(CROISSANCE AFRIQUE)-En Egypte, les flux de pétrole transportés via le pipeline SUMED ont connu une augmentation spectaculaire d’environ 150 % depuis le début du conflit impliquant l’Iran, a rapporté le mercredi 1er avril Arabian Gulf Business Insight.
Cette évolution s’inscrit dans un contexte de recours accru à cette infrastructure stratégique, qui joue un rôle crucial dans le transport de l’or noir à travers la région. En effet, le pipeline SUMED, qui relie Ain Sokhna, sur la mer Rouge, à Sidi Kerir, sur la côte méditerranéenne, est devenu un axe vital pour les pays producteurs de pétrole cherchant à acheminer leurs cargaisons vers les marchés internationaux tout en évitant les zones de conflit.
Selon cette source, cette progression s’explique par la redirection d’une partie des cargaisons du golfe Persique vers cette voie terrestre, ce qui témoigne d’une adaptation rapide des acteurs du marché face aux nouvelles réalités géopolitiques. Le pipeline, exploité par l’Arab Petroleum Pipelines Company, dispose d’une capacité impressionnante d’environ 2,5 millions de barils par jour, ce qui en fait l’un des principaux corridors de transport de pétrole au monde.
Concrètement, une partie du pétrole du Golfe est acheminée vers la mer Rouge, notamment via des infrastructures saoudiennes, avant d’être injectée dans le pipeline SUMED, rapporte Asharq Al-Awsat. Ce schéma logistique est utilisé pour contourner le détroit d’Ormuz, principal point de passage maritime pour le pétrole, qui est souvent sujet à des tensions et à des menaces de blocage. En conséquence, cette stratégie permet non seulement de garantir un approvisionnement continu, mais également de sécuriser les routes commerciales dans un climat d’incertitude. Cette situation met en lumière l’importance croissante du pipeline SUMED dans le paysage énergétique mondial, alors que les pays cherchent à diversifier leurs routes d’exportation et à minimiser les risques associés aux conflits régionaux.

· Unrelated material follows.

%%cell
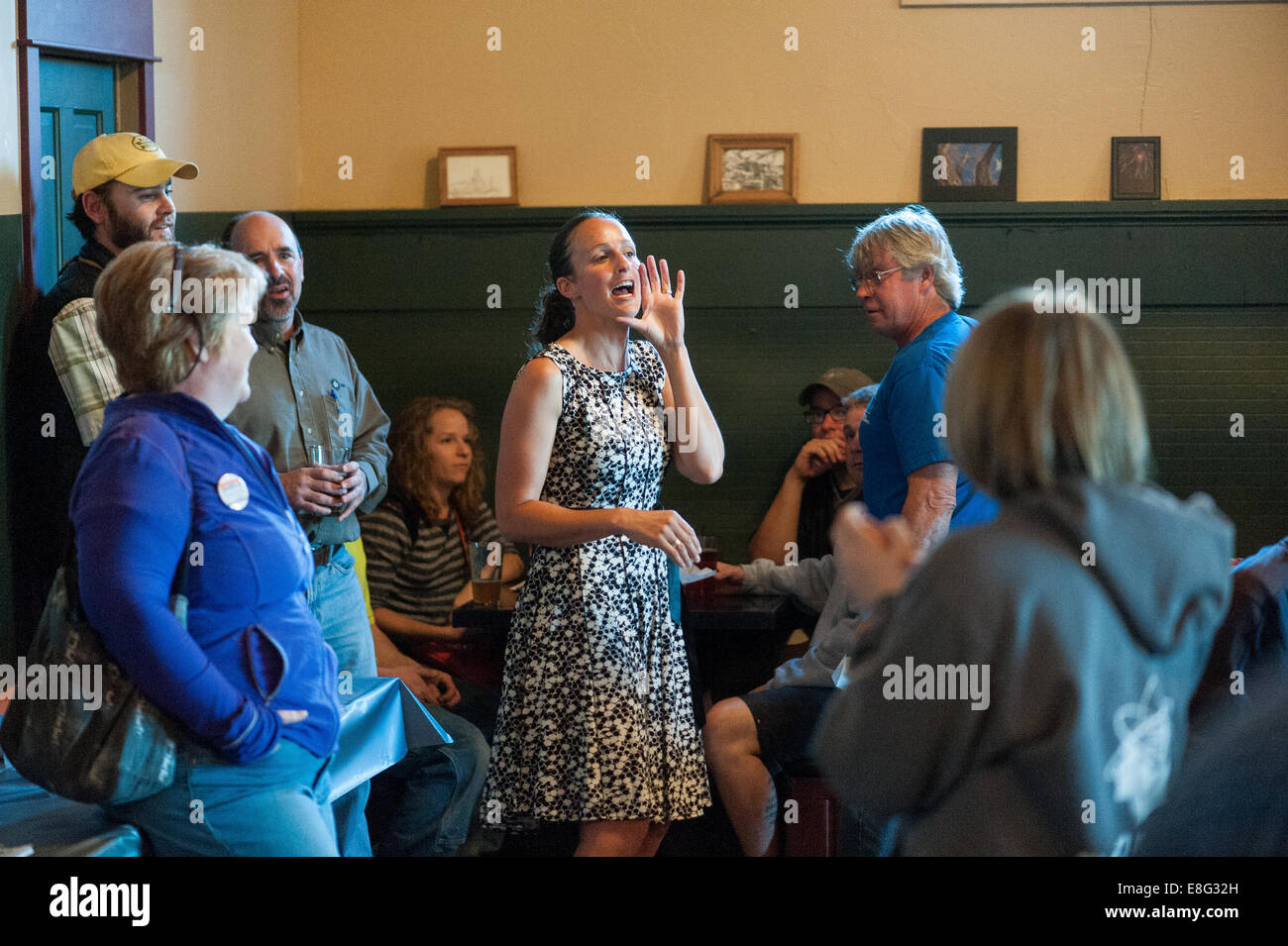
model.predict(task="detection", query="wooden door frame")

Aussi, certaines compagnies choisissent de contourner la zone en passant par le cap de Bonne-Espérance, au sud de l’Afrique, une décision qui, bien que stratégique, engendre des conséquences significatives sur la logistique maritime. Ce détour, qui allonge considérablement les distances entre l’Asie, le Moyen-Orient et l’Europe, entraîne non seulement une hausse des délais de livraison, mais également une augmentation substantielle des coûts du transport. Les navires, en prenant cette route alternative, doivent naviguer dans des eaux souvent tumultueuses, ce qui peut également accroître les risques d’accidents maritimes et de pertes de cargaison.

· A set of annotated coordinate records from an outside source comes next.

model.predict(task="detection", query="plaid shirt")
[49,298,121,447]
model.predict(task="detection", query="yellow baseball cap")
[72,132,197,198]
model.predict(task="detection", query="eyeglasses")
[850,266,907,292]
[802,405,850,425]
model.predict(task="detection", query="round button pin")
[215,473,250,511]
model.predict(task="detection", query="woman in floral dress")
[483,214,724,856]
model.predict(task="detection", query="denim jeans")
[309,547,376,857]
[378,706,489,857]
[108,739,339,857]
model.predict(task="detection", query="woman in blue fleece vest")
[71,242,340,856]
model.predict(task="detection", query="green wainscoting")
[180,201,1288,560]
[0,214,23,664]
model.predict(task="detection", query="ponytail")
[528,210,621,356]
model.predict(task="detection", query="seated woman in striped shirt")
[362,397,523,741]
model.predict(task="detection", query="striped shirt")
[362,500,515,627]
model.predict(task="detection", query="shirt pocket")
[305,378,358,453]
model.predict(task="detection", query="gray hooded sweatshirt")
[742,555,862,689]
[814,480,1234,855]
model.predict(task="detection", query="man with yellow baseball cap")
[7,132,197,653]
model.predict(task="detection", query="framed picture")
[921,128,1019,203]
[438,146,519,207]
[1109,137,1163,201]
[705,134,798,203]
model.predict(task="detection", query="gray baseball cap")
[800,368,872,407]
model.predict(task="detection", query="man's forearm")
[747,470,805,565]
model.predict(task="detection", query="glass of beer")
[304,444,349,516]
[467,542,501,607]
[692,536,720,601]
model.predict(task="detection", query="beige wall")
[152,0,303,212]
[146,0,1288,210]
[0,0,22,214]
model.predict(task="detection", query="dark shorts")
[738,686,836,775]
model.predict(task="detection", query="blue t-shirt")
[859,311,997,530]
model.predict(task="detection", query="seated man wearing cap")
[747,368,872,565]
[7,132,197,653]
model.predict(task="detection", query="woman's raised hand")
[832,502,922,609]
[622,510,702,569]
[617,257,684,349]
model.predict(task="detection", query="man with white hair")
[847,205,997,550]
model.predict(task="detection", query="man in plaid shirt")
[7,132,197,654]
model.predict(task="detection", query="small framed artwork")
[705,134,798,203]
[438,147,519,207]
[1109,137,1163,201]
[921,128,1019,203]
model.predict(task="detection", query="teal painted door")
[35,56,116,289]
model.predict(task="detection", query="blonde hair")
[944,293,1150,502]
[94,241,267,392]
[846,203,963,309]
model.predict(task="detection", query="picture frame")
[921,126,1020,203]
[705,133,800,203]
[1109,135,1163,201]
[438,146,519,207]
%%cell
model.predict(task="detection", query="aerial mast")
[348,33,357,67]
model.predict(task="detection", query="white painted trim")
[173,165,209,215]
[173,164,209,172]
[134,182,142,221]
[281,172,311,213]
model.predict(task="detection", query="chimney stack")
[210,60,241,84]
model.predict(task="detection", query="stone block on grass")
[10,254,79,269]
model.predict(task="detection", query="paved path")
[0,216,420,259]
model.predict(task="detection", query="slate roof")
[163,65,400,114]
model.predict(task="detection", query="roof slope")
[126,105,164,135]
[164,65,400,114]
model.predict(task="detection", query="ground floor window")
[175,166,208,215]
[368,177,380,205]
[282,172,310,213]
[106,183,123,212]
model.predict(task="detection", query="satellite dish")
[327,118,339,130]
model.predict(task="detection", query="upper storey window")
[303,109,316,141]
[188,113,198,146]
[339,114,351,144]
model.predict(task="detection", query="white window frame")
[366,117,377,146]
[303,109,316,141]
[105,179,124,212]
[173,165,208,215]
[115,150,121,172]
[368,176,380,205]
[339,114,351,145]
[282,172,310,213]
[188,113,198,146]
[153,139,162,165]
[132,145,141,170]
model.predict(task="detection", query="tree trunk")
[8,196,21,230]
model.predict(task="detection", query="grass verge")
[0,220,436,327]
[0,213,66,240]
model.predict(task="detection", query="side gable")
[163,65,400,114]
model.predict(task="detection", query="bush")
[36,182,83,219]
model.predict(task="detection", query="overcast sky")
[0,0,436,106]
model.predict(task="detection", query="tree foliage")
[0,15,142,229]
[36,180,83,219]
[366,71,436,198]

Dans un contexte géopolitique déjà tendu, les nouvelles récentes ajoutent une couche supplémentaire de complexité. Selon les informations officielles publiées lundi 30 mars, une commission parlementaire iranienne a donné son feu vert pour un projet ambitieux visant à imposer des droits de passage aux navires transitant par le détroit d’Ormuz, un passage stratégique qui représente une voie maritime essentielle pour le transport du pétrole et d’autres marchandises. Ce texte, qui prévoit d’interdire l’accès aux navires américains, israéliens et à ceux des pays appliquant des sanctions contre l’Iran, pourrait provoquer des tensions accrues dans la région.
Notons que les compagnies maritimes doivent désormais naviguer dans un environnement incertain, où les implications économiques et politiques de ces nouvelles régulations pourraient redéfinir les routes commerciales traditionnelles et influencer les décisions d’approvisionnement à l’échelle mondiale.